Rihanna défie les extrémistes religieux

Rihanna défie les extrémistes religieux

S’appuyant sur des rumeurs circulant sur internet, un groupe de 30 organisations conservatrices musulmanes ont appelé la chanteuse à renoncer à se rendre au Sénégal.

Photo: Rihanna en 2012 CC(by) Alexis

(RNS/Protestinter) — Vendredi 2 février, Rihanna est arrivée à Dakar, capitale du plus musulman des pays d’Afrique de l’Ouest. Des organisations religieuses lui avaient pourtant fait savoir qu’elle n’était pas la bienvenue, car elle est accusée d’être franc-maçonne et de soutenir les personnes homosexuelles. Deux graves transgressions pour ces groupes croyants.

Robyn Rihanna Fenty, de son nom de naissance, est originaire de La Barbade. Son voyage au Sénégal avait pour but de lui permettre de participer à une conférence sur le financement de l’éducation à laquelle participait également le président français Emmanuel Macron.

Le collectif extrémiste qui se fait appeler «non à la franc-maçonnerie et à l’homosexualité» a demandé au gouvernement d’annuler la visite de la chanteuse. Il a promis d’importantes manifestations dans le cas contraire. En réponse, le gouvernement sénégalais a promis qu’il assurerait la sécurité des participants à la conférence.

«Nous manifesterons dès sa sortie de l’avion. Et s’il le faut, nous irons devant l’Assemblée, le ministère de l’Intérieur ou la présidence», a déclaré Sheikh Oumar Diagne, porte-parole du collectif religieux cité par l’hebdomadaire «Jeune Afrique». «Rihanna ne s’en cache pas: elle fait partie des Illuminati, qui est une branche de la franc-maçonnerie», insiste le porte-parole toujours dans les colonnes du magazine sénégalais.

Sur internet et ailleurs, les théories conspirationnistes à propos des francs-maçons, qui comptent parmi les plus anciennes organisations fraternelles sont légion. Il s’agissait à l’origine d’une guilde de tailleurs de pierres, au XIVe siècle. George Washington, Winston Churchill et John Wayne en ont fait partie. Le terme d’illuminati fait référence à des groupes secrets, réels ou imaginaires, liés à une organisation fondée en Europe au XVIIe siècle et qui visait à promouvoir les idéaux des Lumières et contrer la corruption, la superstition et les influences de la religion dans la vie civile.

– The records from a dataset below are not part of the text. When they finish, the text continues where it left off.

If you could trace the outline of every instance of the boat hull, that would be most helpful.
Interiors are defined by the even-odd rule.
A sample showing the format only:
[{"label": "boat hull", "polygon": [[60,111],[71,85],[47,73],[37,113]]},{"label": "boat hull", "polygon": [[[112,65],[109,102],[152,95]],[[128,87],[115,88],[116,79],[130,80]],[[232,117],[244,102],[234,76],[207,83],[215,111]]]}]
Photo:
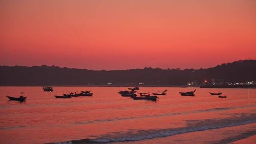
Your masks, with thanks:
[{"label": "boat hull", "polygon": [[70,99],[71,98],[71,96],[54,96],[56,99]]},{"label": "boat hull", "polygon": [[153,95],[162,95],[162,96],[165,96],[166,95],[166,93],[152,93]]},{"label": "boat hull", "polygon": [[132,98],[134,100],[146,99],[146,100],[153,100],[153,101],[156,101],[156,99],[158,98],[156,96],[146,96],[146,97],[137,97],[134,96],[134,97],[132,97]]},{"label": "boat hull", "polygon": [[210,93],[210,94],[212,95],[221,95],[222,94],[221,92],[219,92],[219,93],[209,92],[209,93]]},{"label": "boat hull", "polygon": [[27,97],[19,97],[19,98],[15,98],[10,96],[6,96],[8,99],[10,100],[16,100],[16,101],[19,101],[20,102],[23,102],[26,100],[26,99],[27,98]]},{"label": "boat hull", "polygon": [[180,93],[182,96],[194,96],[195,95],[193,93]]}]

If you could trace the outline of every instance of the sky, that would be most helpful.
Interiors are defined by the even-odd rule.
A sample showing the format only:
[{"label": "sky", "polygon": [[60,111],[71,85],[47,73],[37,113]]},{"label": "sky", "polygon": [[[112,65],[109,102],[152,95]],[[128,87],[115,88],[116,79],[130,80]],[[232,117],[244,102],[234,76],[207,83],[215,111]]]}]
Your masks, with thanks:
[{"label": "sky", "polygon": [[256,59],[256,0],[0,0],[0,65],[208,68]]}]

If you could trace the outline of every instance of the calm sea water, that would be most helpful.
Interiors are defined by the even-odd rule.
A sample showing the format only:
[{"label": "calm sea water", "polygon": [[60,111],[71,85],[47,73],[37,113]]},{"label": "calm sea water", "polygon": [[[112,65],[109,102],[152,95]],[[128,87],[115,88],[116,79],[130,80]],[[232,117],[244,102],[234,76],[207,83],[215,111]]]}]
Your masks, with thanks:
[{"label": "calm sea water", "polygon": [[[228,144],[256,134],[256,89],[142,87],[167,89],[157,101],[118,94],[125,87],[0,87],[0,143]],[[194,97],[179,91],[192,91]],[[55,99],[76,91],[93,96]],[[222,92],[226,99],[210,96]],[[26,92],[26,102],[6,95]]]}]

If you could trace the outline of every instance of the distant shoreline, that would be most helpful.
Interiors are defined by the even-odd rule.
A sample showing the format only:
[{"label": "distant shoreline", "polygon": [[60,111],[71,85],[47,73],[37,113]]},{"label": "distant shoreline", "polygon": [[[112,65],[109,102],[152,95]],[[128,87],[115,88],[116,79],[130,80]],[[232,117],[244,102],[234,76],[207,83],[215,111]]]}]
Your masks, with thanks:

Selon le collectif sénégalais opposé à la venue de Rihanna, ce n’est pas une coïncidence si son voyage à Dakar a lieu au moment même où une réunion de francs-maçons africains est prévue dans la capitale. Ils l’accusent de se servir du rassemblement sur le financement de l’éducation comme d’un prétexte. Rihanna est ambassadrice du Partenariat mondial pour l’éducation, une organisation non gouvernementale dont l’objectif est de promouvoir l’éducation dans 65 pays. Elle collabore avec cette organisation au travers de la Fondation Clara Lionel qu’elle a fondée en 2012 en l’honneur de ses grands-parents Clara et Lionel Braithwaite.

Avant que Rihanna ne participe à la conférence sur l’éducation, les autorités sénégalaises ont fait annuler l’événement franc-maçon. La presse locale ne donne pas les raisons de cette interdiction, mais le doute est grand que ce soit en raison des pressions exercées par les groupes musulmans.

Environ 90% de la population sénégalaise est musulmane. Ironiquement, l’opposition à Rihanna s’est manifestée dans un pays qui a la réputation d’être relativement tolérant. Selon l’agence AP, lors de la conférence, Emmanuel Macron a qualifié l’éducation comme «seule réponse» à l’extrémisme et au fondamentalisme qui menacent l’est de l’Afrique. Il a promis 200 millions d’euros (232 millions de francs) pour financer l’éducation. Un montant largement supérieur à ce qu’avait promis la France jusqu’alors, mais inférieur aux 250 millions d’euros que Rihanna le poussait à verser.